Apple wins some and loses some, but what matters is the overall result, not specific results. If Apple did not aggressively play the “patents game,” Apple loses. And that would not be looking out for the best interests of Apple’s “owners,” the shareholders.
Which I guess is what all the pictures of prior art in the article are about.
imho that should not be patentable, there is no “mechanism” there, at least nothing new.
Its an object being moved on the screen under your finger as you slide your finger across the screen.
I’m surprised they even wasted to money to patent it really.
So…I wonder what that makes the “1 Click” purchase button?
Well, apparently, someone had already done it before Apple, and in a similar way. Nokia had a Windows phone in 2004 that had a slide to unlock feature. The only difference was that, when you slide your finger along the required path, the screen feedback didn’t include an icon that had followed your finger. Samsung also provided some other examples, where a music production application that used a touch-screen had an interface where you would slide your finger along a path, and an icon of a slider would follow your finger.

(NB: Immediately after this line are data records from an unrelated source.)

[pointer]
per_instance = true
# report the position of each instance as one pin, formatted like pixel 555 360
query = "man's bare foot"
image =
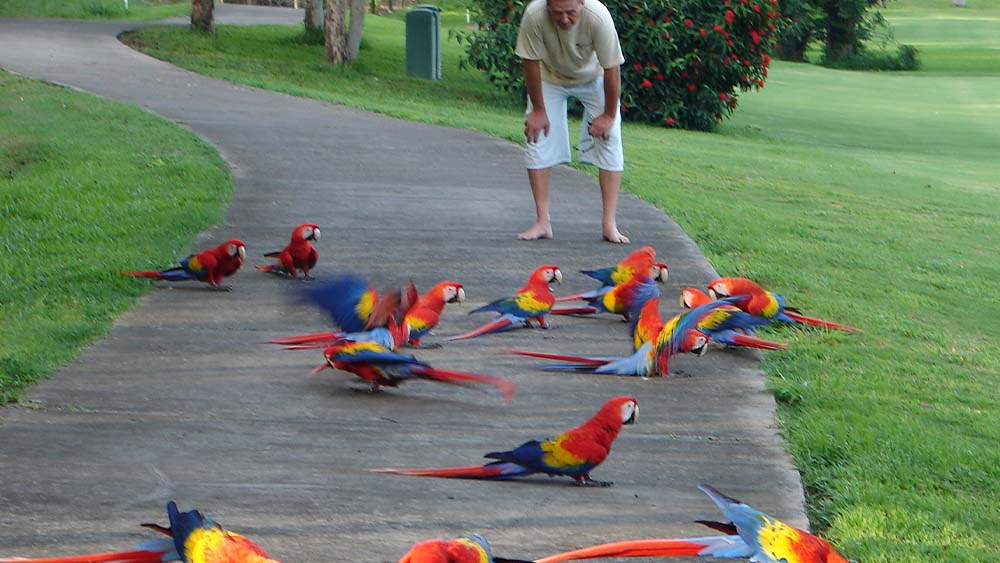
pixel 616 237
pixel 536 232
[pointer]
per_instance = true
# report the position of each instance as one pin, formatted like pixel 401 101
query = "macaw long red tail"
pixel 494 326
pixel 506 386
pixel 560 357
pixel 137 556
pixel 634 548
pixel 468 472
pixel 173 274
pixel 315 338
pixel 799 318
pixel 754 342
pixel 575 311
pixel 573 297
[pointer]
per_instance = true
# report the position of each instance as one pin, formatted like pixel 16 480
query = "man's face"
pixel 564 13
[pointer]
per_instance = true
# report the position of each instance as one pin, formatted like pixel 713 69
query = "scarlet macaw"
pixel 756 300
pixel 471 548
pixel 728 325
pixel 574 453
pixel 653 342
pixel 531 303
pixel 194 538
pixel 382 367
pixel 298 255
pixel 209 266
pixel 425 314
pixel 751 534
pixel 360 313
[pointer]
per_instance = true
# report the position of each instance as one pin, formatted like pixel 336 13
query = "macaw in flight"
pixel 653 343
pixel 470 548
pixel 382 367
pixel 625 286
pixel 728 325
pixel 209 266
pixel 756 300
pixel 531 303
pixel 750 534
pixel 425 314
pixel 192 538
pixel 574 453
pixel 299 255
pixel 361 314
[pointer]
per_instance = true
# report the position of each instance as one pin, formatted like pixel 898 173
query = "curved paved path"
pixel 173 405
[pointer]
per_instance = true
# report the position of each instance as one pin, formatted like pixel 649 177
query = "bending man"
pixel 570 48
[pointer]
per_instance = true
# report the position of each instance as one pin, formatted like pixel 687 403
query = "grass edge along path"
pixel 88 188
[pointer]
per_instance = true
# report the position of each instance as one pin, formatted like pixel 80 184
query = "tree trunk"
pixel 202 18
pixel 314 14
pixel 354 31
pixel 336 39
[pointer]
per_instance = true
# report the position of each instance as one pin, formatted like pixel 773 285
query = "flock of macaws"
pixel 371 328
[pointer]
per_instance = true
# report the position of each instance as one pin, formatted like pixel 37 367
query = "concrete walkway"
pixel 181 401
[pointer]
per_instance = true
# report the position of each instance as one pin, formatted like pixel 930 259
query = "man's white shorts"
pixel 554 148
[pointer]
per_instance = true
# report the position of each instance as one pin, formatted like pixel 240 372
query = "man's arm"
pixel 536 122
pixel 601 124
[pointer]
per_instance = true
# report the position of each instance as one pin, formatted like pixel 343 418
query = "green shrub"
pixel 905 57
pixel 686 60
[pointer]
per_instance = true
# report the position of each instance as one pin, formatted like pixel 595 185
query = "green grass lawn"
pixel 90 9
pixel 872 199
pixel 88 188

Samsung successfully convinced the judge that the combination of the two prior inventions invalidates Apple’s right to patent specific slide-to-unlock method.

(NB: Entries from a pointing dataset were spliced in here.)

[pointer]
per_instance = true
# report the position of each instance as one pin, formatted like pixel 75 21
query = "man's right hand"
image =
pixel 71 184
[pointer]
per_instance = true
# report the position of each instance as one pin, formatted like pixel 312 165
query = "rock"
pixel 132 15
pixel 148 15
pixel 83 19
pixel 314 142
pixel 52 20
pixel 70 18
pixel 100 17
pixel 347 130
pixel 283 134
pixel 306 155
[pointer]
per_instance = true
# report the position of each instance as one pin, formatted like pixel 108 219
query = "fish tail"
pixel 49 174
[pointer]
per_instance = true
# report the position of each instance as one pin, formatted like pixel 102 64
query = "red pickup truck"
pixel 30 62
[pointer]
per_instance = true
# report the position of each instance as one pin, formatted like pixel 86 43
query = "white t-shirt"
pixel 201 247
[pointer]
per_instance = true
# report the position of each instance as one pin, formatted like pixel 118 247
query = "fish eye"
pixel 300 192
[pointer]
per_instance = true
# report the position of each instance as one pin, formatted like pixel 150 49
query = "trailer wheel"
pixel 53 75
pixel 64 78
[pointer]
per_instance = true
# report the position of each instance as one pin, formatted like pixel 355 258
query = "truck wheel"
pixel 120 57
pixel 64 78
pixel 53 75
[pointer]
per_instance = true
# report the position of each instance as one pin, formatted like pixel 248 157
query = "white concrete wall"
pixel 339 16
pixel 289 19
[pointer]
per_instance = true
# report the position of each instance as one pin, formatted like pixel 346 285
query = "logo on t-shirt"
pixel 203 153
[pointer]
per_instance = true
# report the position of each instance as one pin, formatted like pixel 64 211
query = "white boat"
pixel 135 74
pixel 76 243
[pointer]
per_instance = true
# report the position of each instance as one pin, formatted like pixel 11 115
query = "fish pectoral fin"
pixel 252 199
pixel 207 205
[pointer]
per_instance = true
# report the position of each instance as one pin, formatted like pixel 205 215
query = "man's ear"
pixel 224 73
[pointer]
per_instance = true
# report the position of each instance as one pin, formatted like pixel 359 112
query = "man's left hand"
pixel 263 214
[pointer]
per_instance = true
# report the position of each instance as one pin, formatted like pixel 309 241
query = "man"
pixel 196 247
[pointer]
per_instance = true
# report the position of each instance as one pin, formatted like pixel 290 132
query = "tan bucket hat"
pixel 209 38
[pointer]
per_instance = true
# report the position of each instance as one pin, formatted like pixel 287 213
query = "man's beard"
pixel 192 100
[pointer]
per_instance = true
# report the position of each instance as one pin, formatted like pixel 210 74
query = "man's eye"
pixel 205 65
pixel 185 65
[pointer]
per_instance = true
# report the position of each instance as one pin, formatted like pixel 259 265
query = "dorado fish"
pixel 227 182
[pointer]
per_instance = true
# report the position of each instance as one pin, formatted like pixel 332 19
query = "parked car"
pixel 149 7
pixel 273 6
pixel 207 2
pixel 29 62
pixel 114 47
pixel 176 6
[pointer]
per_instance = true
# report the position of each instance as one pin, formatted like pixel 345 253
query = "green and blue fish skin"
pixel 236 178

As much as we all are fans of Apple, this one they’re likely to lose.
There is plenty of other patents out there that are more substantial for them to win, though.
Unfortunately I don’t think Samsung’s defense will hold. The music production company’s product is a touch-screen version of a volume slider from physical music production gear. It’s not the same mechanism, not the same control type, it doesn’t even lock anything. A better analogy for this control is the volume slider on the phone, because that’s the same control type as the music production application’s design. It’s a grasp at straws at best, and very likely Apple will remind the court of these obvious things as this progresses.
And Predrag, you perpetual dolt, Samsung hasn’t convinced the judge of anything. This is nothing but Samsung’s press release, after getting hit with a preliminary injunction. Just because they didn’t hit with preliminary injunctions for everything, doesn’t mean for a second that Samsung has won anything.
Also you might want to consult a dictionary and look up the words likely and definitely.
It is exactly the same thing technically speaking in software.
The “slide to unlock” button does not actually “unlock” anything either, its simply there for visual feedback as you slide your finger.
Essentially if you can get away with a patent for this kind of functionality then its going to open all sorts of new issues.
Instead of looking at this as simply a UI convention over a function of the phone (which it is) you’ll have morons patenting all sorts of “slide to ” type patents.
Quote from Müller’s article (part relevant to the slide-to-lock patent):
“The Dutch judge who wrote today’s decision declared the European counterpart of that patent (EP20080903) obvious (as compared to prior art presented by Samsung) and, therefore, invalid. An invalid patent cannot be infringed, which is why the Dutch decision doesn’t even address the infringement question.”
Samsung presented prior art. Based on that, judge declared the patent invalid. What part of this did you not understand, heathen?
“slide to unlock” is hardly trivial. Others couldn’t do it because the button would lag badly behind the finger slide.